А словам Клеменчихи то ли не верил, то ли в отличие от других немцев, славившихся точным выполнением всякого предписания, он подходил к своему делу не по предписанию, а по здравому смыслу: ведь немцам было нужно не то, чтобы сыну бабки Клеменчихи исполнилос шестнадцать лет, а то, чтобы он мог поднимать что-нибудь тяжелое, копать землю, что-нибудь таскать, носить – а сын бабки Клеменчихи все это уже мог.
Из Германии он потом и попал в Америку, стал инженером, фамилию Клеменков ему переиначили на Клеменсон (американцам, в большинстве своем не знающим русского языка, трудно выговаривать Клеменков), и писал бабке Клеменчихе письма, и, уже не помня хорошо свою фамилию, подписывал их «Клеменсон», и бабка долго сомневалась, он ли это, пока сын не прислал ей посылками крышу – хибара бабки Клеменчихи могла простоять сто лет, потому что после войны почти вся была обшита листовым железом от каких-то машин, бабка первая догадалась, как приспособить эти куски железа с заклепками, оставшиеся после немцев, но крыша текла, перекрыть ее было нечем, и вот когда сын прислал ей рулоны с кровельным материалом, ленту и гвозди, а соседи помогли накрыть эту диковинную крышу, тогда бабка и поверила, что да, Клеменсон из Лос-Анджелеса в самом деле ее сын, кто-нибудь чужой не пришлет тебе крышу, да еще с другого конца света (или с другого бока света, если смотреть по глобусу), из Америки.

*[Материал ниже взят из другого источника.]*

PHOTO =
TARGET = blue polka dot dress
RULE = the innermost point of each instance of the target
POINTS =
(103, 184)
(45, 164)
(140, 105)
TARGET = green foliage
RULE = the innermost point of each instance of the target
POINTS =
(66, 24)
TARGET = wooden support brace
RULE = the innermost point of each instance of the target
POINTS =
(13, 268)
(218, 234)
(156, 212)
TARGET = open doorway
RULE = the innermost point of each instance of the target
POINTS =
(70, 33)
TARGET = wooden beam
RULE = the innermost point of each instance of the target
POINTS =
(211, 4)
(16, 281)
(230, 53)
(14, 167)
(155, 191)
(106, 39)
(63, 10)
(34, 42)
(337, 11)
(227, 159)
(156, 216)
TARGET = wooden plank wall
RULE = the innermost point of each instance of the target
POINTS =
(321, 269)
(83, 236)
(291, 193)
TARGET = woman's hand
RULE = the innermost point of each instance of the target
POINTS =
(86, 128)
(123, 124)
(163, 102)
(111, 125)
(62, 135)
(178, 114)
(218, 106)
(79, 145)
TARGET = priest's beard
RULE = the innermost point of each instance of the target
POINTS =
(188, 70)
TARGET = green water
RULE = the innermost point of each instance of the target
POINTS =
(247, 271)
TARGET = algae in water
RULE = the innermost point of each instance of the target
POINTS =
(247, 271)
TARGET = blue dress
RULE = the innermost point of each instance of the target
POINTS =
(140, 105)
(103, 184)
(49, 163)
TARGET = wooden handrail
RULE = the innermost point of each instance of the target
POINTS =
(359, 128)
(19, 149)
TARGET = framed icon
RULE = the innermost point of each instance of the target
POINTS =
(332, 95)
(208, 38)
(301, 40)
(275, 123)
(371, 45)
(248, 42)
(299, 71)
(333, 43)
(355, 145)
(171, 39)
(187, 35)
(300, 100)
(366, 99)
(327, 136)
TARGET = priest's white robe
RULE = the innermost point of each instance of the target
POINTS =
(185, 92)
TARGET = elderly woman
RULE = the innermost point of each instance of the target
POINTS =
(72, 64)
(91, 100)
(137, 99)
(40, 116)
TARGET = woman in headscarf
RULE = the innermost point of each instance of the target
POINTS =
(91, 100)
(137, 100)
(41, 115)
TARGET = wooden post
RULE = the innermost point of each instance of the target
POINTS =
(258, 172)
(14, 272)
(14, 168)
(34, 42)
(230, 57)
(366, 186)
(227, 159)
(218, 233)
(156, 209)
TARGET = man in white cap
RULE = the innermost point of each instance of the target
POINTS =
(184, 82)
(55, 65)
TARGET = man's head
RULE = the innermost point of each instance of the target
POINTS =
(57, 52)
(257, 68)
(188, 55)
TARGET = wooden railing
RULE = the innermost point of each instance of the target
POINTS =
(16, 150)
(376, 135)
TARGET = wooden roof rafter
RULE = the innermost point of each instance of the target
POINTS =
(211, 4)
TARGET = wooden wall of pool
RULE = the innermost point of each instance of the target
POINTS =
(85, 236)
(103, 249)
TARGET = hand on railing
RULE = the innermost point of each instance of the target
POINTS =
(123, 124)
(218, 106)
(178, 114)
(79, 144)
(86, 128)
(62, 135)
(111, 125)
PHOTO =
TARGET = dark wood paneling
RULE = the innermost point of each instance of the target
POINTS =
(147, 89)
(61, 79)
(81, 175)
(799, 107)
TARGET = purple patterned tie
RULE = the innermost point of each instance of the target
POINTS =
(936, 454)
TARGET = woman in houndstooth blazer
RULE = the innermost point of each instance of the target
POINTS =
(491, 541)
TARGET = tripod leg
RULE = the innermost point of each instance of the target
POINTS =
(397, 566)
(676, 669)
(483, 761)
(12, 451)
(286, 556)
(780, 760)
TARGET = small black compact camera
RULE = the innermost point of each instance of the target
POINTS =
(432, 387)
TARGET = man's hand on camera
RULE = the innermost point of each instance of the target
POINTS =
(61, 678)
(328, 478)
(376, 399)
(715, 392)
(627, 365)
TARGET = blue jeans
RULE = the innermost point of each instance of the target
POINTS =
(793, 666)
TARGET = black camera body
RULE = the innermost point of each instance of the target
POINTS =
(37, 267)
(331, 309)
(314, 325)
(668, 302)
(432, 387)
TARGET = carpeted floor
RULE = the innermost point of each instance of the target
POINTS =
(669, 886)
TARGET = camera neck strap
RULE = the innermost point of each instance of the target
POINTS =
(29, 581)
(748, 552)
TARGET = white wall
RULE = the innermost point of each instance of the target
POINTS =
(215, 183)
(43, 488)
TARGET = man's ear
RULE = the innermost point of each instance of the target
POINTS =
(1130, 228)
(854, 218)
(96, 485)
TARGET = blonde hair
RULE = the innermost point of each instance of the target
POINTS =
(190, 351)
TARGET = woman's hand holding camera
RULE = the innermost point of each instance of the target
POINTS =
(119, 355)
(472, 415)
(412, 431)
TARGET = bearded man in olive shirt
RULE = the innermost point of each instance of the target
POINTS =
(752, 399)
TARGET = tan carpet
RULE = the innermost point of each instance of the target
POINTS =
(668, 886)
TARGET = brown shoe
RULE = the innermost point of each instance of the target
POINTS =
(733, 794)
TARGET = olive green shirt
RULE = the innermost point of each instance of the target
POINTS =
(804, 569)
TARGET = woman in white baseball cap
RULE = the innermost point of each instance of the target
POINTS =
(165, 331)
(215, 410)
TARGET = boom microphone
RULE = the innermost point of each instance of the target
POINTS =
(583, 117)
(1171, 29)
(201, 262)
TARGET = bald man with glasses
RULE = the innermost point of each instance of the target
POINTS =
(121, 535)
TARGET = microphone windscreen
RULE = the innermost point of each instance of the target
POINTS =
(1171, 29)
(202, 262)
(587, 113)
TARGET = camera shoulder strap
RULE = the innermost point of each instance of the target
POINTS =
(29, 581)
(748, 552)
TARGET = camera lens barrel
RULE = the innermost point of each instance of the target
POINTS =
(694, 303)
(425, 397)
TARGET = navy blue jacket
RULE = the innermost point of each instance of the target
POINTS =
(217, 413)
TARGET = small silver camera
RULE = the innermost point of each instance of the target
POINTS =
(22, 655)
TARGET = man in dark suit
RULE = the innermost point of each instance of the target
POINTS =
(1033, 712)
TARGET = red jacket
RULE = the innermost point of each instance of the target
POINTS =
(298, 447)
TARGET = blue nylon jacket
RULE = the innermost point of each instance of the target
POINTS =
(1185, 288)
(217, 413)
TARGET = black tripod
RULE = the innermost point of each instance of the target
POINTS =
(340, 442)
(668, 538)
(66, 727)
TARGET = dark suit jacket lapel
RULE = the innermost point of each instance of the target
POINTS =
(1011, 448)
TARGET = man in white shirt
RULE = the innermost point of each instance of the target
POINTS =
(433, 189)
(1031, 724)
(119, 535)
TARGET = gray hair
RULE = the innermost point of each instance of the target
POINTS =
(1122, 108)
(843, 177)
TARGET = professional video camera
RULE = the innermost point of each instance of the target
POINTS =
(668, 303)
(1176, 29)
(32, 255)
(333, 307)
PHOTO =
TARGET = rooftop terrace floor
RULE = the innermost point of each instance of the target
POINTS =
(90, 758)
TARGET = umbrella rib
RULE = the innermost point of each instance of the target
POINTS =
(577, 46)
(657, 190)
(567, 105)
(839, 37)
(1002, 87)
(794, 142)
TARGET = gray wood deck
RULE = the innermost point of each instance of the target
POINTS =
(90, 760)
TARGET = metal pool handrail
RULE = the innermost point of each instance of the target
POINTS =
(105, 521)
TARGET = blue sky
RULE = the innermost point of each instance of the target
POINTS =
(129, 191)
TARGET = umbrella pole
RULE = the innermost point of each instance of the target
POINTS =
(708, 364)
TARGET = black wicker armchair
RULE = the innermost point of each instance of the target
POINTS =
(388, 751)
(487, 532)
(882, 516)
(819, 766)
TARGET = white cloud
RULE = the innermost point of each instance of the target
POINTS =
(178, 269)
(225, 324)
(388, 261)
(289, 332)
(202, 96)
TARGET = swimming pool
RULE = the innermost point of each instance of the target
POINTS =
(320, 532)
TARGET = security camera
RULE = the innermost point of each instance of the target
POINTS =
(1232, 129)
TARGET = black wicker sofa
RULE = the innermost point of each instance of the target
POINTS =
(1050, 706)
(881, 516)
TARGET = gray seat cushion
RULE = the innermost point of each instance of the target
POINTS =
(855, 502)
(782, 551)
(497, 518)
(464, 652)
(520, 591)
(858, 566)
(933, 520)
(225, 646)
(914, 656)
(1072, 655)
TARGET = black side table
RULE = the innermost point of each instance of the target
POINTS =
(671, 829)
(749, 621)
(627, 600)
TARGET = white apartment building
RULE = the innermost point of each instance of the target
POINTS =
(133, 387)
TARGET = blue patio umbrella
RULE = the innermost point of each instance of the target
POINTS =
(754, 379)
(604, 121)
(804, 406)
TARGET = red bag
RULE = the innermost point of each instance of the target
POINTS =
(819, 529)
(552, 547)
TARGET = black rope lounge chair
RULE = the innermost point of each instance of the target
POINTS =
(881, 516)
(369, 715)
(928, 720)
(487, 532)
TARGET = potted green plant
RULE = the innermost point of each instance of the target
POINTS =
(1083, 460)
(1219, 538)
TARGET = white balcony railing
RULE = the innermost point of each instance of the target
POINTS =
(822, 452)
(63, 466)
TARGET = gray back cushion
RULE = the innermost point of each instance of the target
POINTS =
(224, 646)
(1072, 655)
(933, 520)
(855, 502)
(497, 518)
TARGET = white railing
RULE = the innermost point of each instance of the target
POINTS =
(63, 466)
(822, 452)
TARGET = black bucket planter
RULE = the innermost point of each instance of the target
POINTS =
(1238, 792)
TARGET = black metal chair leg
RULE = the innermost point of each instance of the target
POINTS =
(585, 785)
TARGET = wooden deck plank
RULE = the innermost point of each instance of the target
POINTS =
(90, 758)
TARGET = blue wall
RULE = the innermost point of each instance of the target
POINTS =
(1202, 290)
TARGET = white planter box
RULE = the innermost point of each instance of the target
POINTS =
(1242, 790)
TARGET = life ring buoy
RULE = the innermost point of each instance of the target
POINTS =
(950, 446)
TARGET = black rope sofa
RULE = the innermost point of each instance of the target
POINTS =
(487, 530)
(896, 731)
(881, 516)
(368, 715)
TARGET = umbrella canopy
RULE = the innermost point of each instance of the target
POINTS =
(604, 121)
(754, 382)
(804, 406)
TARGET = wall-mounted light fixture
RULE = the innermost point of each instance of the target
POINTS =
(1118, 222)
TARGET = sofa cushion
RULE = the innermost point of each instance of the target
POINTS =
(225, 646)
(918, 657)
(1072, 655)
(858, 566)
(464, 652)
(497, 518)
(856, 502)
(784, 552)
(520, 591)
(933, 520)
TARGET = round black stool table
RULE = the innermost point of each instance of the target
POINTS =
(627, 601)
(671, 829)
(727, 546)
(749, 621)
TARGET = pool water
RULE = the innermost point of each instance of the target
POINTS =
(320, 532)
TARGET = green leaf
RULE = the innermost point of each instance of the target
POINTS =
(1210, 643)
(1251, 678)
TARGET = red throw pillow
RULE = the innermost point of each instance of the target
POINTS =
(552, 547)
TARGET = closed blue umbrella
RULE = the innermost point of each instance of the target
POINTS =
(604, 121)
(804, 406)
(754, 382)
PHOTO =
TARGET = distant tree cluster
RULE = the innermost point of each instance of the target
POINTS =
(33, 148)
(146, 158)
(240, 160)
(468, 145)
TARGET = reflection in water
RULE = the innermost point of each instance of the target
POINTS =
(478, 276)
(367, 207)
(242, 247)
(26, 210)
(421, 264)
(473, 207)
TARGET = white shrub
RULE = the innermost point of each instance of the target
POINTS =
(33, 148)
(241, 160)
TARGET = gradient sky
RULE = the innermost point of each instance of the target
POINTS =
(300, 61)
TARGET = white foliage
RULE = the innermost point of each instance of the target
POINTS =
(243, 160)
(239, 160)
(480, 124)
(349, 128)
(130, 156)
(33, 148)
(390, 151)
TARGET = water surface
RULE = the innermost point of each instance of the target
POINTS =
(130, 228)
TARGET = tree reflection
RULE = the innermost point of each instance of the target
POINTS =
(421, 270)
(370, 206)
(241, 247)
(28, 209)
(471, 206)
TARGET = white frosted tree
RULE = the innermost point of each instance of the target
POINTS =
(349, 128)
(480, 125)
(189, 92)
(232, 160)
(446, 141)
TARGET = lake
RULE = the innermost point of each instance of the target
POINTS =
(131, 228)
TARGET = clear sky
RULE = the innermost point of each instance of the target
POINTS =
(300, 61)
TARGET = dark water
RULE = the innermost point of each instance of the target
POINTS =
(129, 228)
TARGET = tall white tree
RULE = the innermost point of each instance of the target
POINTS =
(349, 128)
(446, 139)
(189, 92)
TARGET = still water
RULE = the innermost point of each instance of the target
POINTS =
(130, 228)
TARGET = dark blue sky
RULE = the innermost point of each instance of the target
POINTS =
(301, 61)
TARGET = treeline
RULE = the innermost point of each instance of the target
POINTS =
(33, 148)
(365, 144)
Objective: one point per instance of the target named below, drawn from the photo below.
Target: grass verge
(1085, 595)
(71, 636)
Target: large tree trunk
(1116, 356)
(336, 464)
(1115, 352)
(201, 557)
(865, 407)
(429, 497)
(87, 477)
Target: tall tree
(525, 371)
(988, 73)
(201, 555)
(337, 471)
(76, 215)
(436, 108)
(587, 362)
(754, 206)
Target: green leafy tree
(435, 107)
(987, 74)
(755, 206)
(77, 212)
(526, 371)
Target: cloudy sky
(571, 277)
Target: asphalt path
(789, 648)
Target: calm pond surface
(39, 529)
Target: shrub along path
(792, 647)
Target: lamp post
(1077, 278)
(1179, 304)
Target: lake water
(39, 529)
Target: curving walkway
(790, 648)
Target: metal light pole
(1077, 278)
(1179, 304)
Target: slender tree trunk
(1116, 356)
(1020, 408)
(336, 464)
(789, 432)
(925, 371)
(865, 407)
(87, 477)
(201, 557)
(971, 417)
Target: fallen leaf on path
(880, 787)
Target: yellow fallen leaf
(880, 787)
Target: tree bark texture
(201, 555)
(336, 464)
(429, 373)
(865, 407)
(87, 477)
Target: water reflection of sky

XXXIX. Примечательные постройки Рясны
Таким образом, Рясна, как я ее помню и знаю, находилась недалеко от Вуевского Хутора, на дороге, уходящей на запад и восток, по этой дороге можно идти в любую сторону, куда хочешь. В центре Рясны располагались Абшара и базарная площадь. Дорога протискивалась между ними. На восток она шла по улице, которая называлась Выгон. А на запад спускалась с крутого косогора и через речку Вербовку поднималась по Зареченской улице.
Улицы, продолжавшиеся проезжими дорогами, обычно назывались по направлению пути, как потом и вокзалы, заставы и постоялые дворы. Поэтому Зареченскую следовало бы назвать Могилёвской, а Выгон – Мстиславльской. Но в те времена, когда названия появлялись и оседали в памяти, ряснянцы никуда не ездили, наоборот, по воскресным дням люди со всего света съезжались к ним. Купить поросенка или продать за деньги какой-нибудь свой товар. И поэтому Зареченская улица осталась Зареченской – она уходила за речку Вербовку. А Выгон – Выгоном, по этой улице выгоняли пастись коров.
Дорога, продолжавшая Выгон, шла полями, между погорков – небольших, покатых горушек, и не только давала направление на Мстиславль и Москву, но и соединяла Рясну с материковой частью Мстиславльско-Смоленской равнины.
Поэтому при ближайшем рассмотрении становилось ясно, что Рясна помещена не на холме, а на холме-полуострове. Воды – дождей и талых снегов – омывали его с двух сторон, превращая в клин, выступающий на запад. С одной стороны этот полуостров охватывала огромная ложбина, Костярня, по ней весной неслись мутные потоки воды, оставляя, словно Нил, даритель жизни древних египтян, слой плодородного ила, и летом здесь росла густая, высотою в пояс, трава.
С другой стороны полуостров огибала речка Вербовка, а между ней и впадавшим в нее Безымянным Ручьем тоже был полуостров, поменьше размером, словно прилепившийся к большему. На нем стоял высокий помещичий дом со стрельчатыми окнами, закругленными кверху.
В настоящем описании будет уделено большое внимание примечательным постройкам – где бы эти постройки ни находились. Так издавна принято в топографических описаниях, и я не стану нарушать эти традиции и отступать от уже сложившигося правила. Самым примечательным строением Рясны была халупа Стефки Ханевской, в которой она жила, после того как сбежала с хуторов. Примечательно уже само слово «халупа». То, что строилось или приспосабливалось для жилья, в Рясне делилось на три разряда: дома – на фундаменте из кирпича и цементного раствора, хаты – иной раз не хуже, чем дома, но обычно поменьше и без фундамента, с земляной завалиной, заменявшей фундамент, и хибары – жилье, собранное из разного материала: одна стена из бревен, другая из досок, утепленных соломой, и обмазанных глиной, третья еще из чего-нибудь – и все это, конечно же, без фундамента.